Festina waited for me to say something. I didn’t. After a moment, she said, "If it’s any consolation, I’ve told the ship-soul to keep Tut out too."
"Will you let him go with us to Muta?"
"I haven’t decided. Do you want him along?"
"Yes. He’s part of this too."
"Is that Youn Suu speaking or the Balrog?"
"I don’t know." I took a breath. "From this point on, I’ll never know who’s speaking, will I?"
"No. You won’t." Festina lowered her eyes in thought, drumming her fingers on the arm of her chair. "Okay," she finally said, "I’ll give Tut the choice. This is a dangerous mission — possibly lethal. He can decide for himself whether he’ll volunteer."
I thought about the Balrog giving me a similar choice down in Zoonau. If I’d known what it would entail… suddenly I was conscious of the tiny pain from the wounds on top of my feet.
Festina must have seen some change in my face because she asked, "Is there anything I can do?"
An idea popped into my mind: a way to check whether the pagoda incident actually happened. "Arrange for me to call my mother," I said. "Tonight. A direct link as soon as possible."
"I can authorize that." The navy seldom allowed direct calls home, but the great Admiral Ramos could undoubtedly pull strings to circumvent the bureaucracy. "Anything else?" she asked.
"Yes. Kill me if I start talking like a brainwashed zombie in love with the damned moss."
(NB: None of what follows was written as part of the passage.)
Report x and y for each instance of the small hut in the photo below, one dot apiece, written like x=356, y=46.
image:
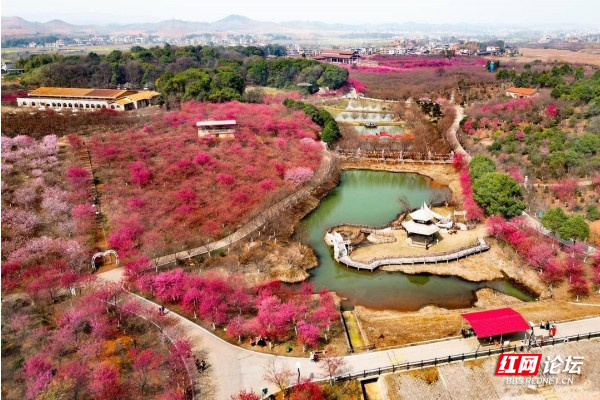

"Do you think that might happen?"
"I have no idea what I think. I don’t even know who’s thinking." My eyes felt hot. Before I embarrassed myself by crying, I walked stiffly from the room.
CHAPTER 6
Dharma [Sanskrit]: A word with many meanings, all related to "truth." In Gotama’s time, any teaching was called a dharma — the teacher’s view on what was and wasn’t true. Subsequently, Dharma (often capitalized) came to mean the Buddha’s teachings in particular. Dharma can also mean the whole of reality: the ultimate truth of the universe.